I'm talking to Dieter: "What's the plan?"
"Try not to get dropped, keep the wheels on the ground."
Usually at work I write about government, politics and crime in Saratoga Springs. On Mondays, I also get to write about cycling, for my weekly sports column. Below is my column for Tuesday's paper. I was hoping to include new and exciting photos from the race (I know they're out there somewhere, I talked to one of the photographers today), but none have surfaced so far. Anyhow, enjoy my words:
WILMINGTON — This weekend saw about 130 bike racers venture deep into the heart of the land of the triathletes.
While perhaps appearing similar to the uninitiated, bicycle racers — AKA “roadies,” — and triathletes are inherently different.

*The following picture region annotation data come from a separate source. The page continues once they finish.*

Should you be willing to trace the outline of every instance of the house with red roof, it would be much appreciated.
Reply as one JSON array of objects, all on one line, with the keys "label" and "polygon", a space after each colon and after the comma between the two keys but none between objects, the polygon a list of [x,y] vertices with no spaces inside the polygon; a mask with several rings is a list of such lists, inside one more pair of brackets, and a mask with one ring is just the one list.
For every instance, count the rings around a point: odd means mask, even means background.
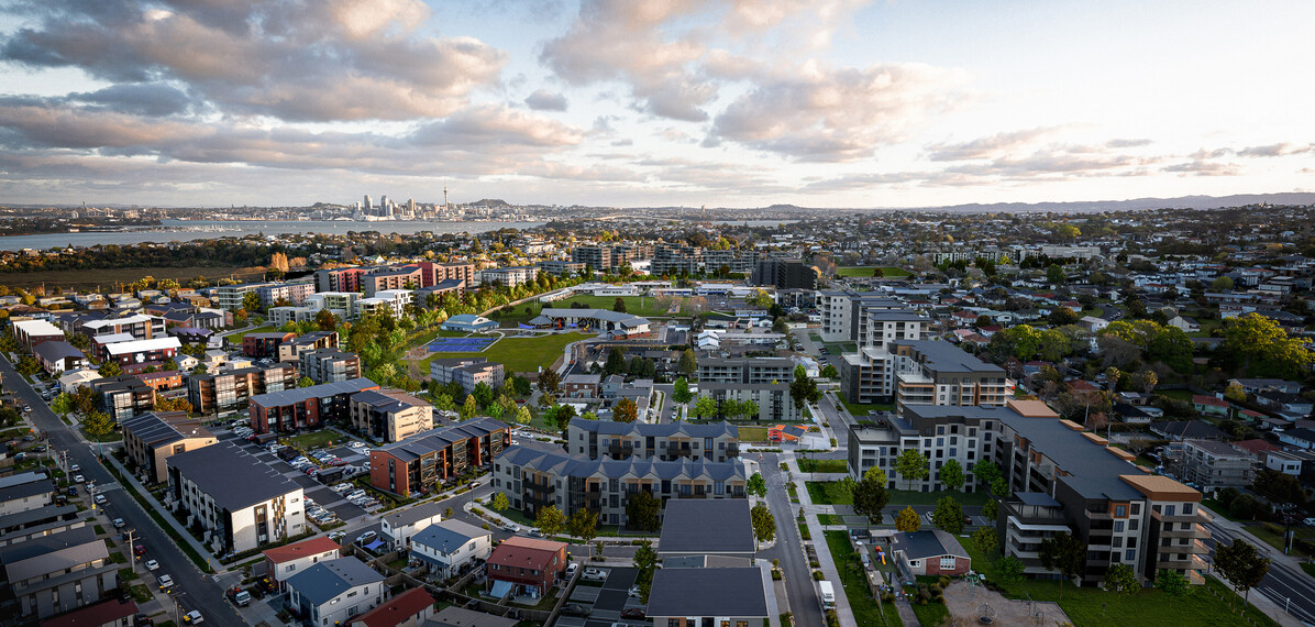
[{"label": "house with red roof", "polygon": [[306,540],[275,547],[264,551],[264,574],[270,582],[287,590],[285,582],[305,569],[321,561],[337,560],[342,557],[342,547],[327,538],[310,538]]},{"label": "house with red roof", "polygon": [[485,563],[489,592],[496,598],[542,597],[567,568],[564,542],[512,536],[502,540]]},{"label": "house with red roof", "polygon": [[351,627],[419,627],[434,615],[434,597],[412,588],[351,619]]}]

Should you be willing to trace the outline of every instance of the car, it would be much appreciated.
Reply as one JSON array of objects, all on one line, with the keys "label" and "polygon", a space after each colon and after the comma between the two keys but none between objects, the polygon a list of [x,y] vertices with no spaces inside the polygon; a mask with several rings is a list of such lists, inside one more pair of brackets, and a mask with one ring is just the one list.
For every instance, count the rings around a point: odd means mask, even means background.
[{"label": "car", "polygon": [[563,616],[581,616],[581,618],[588,618],[589,616],[589,609],[585,607],[585,606],[583,606],[583,605],[580,605],[580,603],[567,603],[567,605],[562,606],[562,615]]}]

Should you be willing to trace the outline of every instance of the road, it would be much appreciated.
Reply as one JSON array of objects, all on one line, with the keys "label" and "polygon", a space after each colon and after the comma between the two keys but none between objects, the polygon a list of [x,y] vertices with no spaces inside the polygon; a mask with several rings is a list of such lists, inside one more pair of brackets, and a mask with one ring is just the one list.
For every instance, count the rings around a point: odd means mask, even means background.
[{"label": "road", "polygon": [[[135,530],[133,542],[146,546],[146,559],[159,561],[160,568],[155,573],[146,573],[145,568],[138,567],[142,582],[154,589],[155,574],[168,573],[174,577],[174,589],[181,593],[178,597],[184,613],[200,610],[201,615],[213,624],[242,624],[242,618],[224,601],[224,589],[209,576],[201,573],[196,564],[174,546],[174,540],[155,526],[155,521],[137,503],[137,499],[129,496],[109,475],[109,471],[100,465],[95,446],[80,440],[5,359],[0,359],[0,376],[3,376],[5,390],[13,392],[33,407],[32,414],[29,414],[30,419],[37,429],[49,434],[50,439],[46,444],[57,451],[68,451],[70,464],[82,465],[79,473],[88,481],[95,481],[99,492],[105,494],[109,499],[105,506],[105,514],[109,519],[122,518],[128,523],[126,528]],[[172,615],[175,609],[166,606],[164,610]]]},{"label": "road", "polygon": [[[781,560],[785,573],[785,592],[798,627],[822,627],[822,603],[813,586],[813,569],[803,556],[803,543],[794,522],[790,497],[785,492],[785,472],[776,453],[763,453],[763,478],[767,480],[767,505],[776,518],[776,546],[760,552],[768,560]],[[826,551],[826,542],[819,542],[818,551]],[[785,611],[782,607],[781,611]]]},{"label": "road", "polygon": [[[1240,534],[1226,530],[1215,523],[1206,523],[1205,527],[1210,530],[1211,539],[1206,540],[1210,547],[1211,563],[1214,563],[1214,549],[1215,543],[1223,542],[1224,544],[1232,543]],[[1274,551],[1269,544],[1262,542],[1256,542],[1252,538],[1243,538],[1244,540],[1256,544],[1257,549],[1264,555]],[[1266,598],[1278,605],[1278,607],[1287,607],[1287,611],[1297,619],[1306,624],[1315,624],[1315,582],[1311,581],[1299,568],[1291,568],[1278,560],[1272,560],[1269,564],[1269,573],[1261,580],[1260,585],[1255,588],[1256,593],[1264,594]]]}]

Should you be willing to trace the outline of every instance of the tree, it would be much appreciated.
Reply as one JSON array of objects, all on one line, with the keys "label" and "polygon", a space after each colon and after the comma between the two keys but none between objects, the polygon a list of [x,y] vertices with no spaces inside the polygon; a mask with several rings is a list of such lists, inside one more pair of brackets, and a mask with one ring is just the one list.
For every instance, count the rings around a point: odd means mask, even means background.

So it was with a little trepidation that I got in the car to drive up to this remote Adirondack hamlet for a road race, mere miles away from where thousands will compete in July’s Ironman triathlon.
Sure enough, on my way to the start line, I saw hundreds of triathletes out training on the roads around Lake Placid.
Jim Walker, co-founder of Team Placid Planet, and promoter of Saturday’s Wilmington-Whiteface Road Race, seems to have found a way for the two sports to happily coexist.
“The club was founded by myself and several other road racers. But we’re in a small community, and we have a very strong tri contingent, so we thought it would be silly not to include them,” Walker said, and added that several members of his club who focus on triathlons turned out to volunteer as course marshals on Saturday.
Although racer turnout was less than Walker and his co-promoter, Bill McGreevy, had hoped, Walker said he was happy with his club’s first attempt at race promotion.
“We were hoping for 200, but based on gas prices, which have affected all the races that aren’t really well established, and the threatening weather, it was lower,” Walker said.
He added that while small fields might have been disappointing to some racers, it gave his team of 61 volunteers a chance to run the race smoothly.
“All the feedback has been really positive. A lot of people came up to us and said it was a great race,” he said.
And it was a great race. It had everything: fast, steep descents, gut-busting climbs, sharp turns, and a steep climb to the finish high up on the flank of Whiteface Mountain — and all held on quiet country roads where we saw only a few cars.
So why was such a great race poorly attended? Gas prices certainly played a role, but the buzz on Monday was that the trip to the Adirondacks was just too far for day-trippers coming from major population centers in New York City and Boston.
To make the travel worth their while, Walker said he wants to turn the race into a two-day event in 2009.
“We’re trying to figure out how to offer some other kind of race on Sunday, a criterium or circuit race to compliment the Saturday race. We knew right from the start that it was going to be hard for people to drive up here for one race, so we’re looking for ways to increase the draw,” he said.
He added that he and other organizers had looked for a way to include a second event this year, but met resistance from the government in Lake Placid, which is perhaps weary from other events closing down street in the village, including the Ironman.
“It was a red-tape battle we didn’t want to fight,” said Walker, but said he was hard at work to find a venue for 2009.
In addition to adding a second event for 2009, Walker said he hoped the race would help spur interest in junior racing, and to that end, convinced the Cambridge-based junior club, Farm Team Cycling to come up in numbers.
Farm Team rider competed in four junior categories and the Pro/1/2/3 event, winning all four junior races.
Brittany Sumner, of Clifton Park, won the Girl’s 10 to 12 division, Keane Brennan, of Cambridge, won the boy’s 10 to 12 division, Jack McClarence, of Loudonville, won the boy’s 13 to 14 division, and Nathan Piche, of Hoosik Falls, won the boy’s 15 to 18 division.
Other local standouts included Mark Sumner, of Clifton Park and racing for Battenkill-United, who took second in the men’s 35+ division, Jenny Ives, of Gloversville, and racing for the Capital Bicycle Racing Club, who won the women’s Pro/1/2/3 event, and Kevin Mosher of Voorhesville, who took third in the category 5 event.
Matthew Purdy, of Albany, and racing for North Atlantic Velo took sixth in a pro/1/2/3 event that saw heavy hitters from the northeast and Canada tackling the difficult course.
Yann Deville, of Montreal, and racing for CIBC/Wood-Gundy, took the day’s premier prize, winning the 68-mile pro race.